In an email 5/19 to publishers, Google told partners in its News Archive project that it would cease accepting, scanning, and indexing microfilm and other archival material from newspapers, and was instead focusing its energies on “newer projects that help the industry, such as Google One Pass, a platform that enables publishers to sell content and subscriptions directly from their own sites.”
Google said, however, it would continue to support the existing archives it has scanned and indexed.
The Boston Phoenix, one of the papers notified, said the five-year-old News Archive project was Google’s attempt to do for old newspapers what Google Books has been attempting to do for the world’s libraries. As part of the project, newspapers opened their morgues to Google, which promised to scan, index, and host the digital files it made from the archives. Google and the newspapers would then share revenue on the page views of those archives. Google says it eventually scanned 60 million pages, covering 250 years.
Some newspapers complained that Google, after quickly scanning their archives, was slow to process the scans. The Phoenix sent Google a stash of archives covering several decades, and only a fraction of those have made their way online, the paper reported.
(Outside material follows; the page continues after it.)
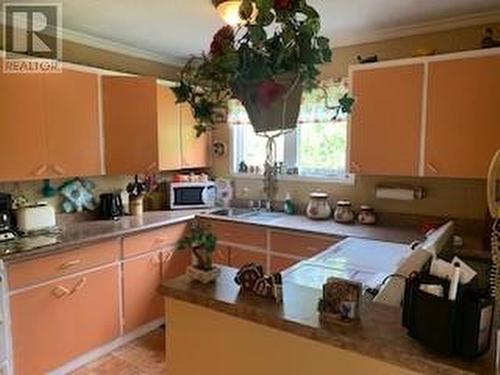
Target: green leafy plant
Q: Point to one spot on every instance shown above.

News Archive was good newspapers — especially smaller ones who couldn’t afford the tens or hundreds of thousands of dollars it would have cost to digitally scan and index their archives. But newspapers are difficult to index, thanks to columns and jumps, which require more labor—that may have been the reason for the abandonment, along with finding ad support harder to come by than first thought.
RBR-TVBR observation: Chalk it up as a contribution to preserving large swaths of history. The original deal Google had with partner newspapers said that papers could eventually purchase Google’s digital scans of its content for a fee. That fee is now being waived–even the rights to publish them with other partners.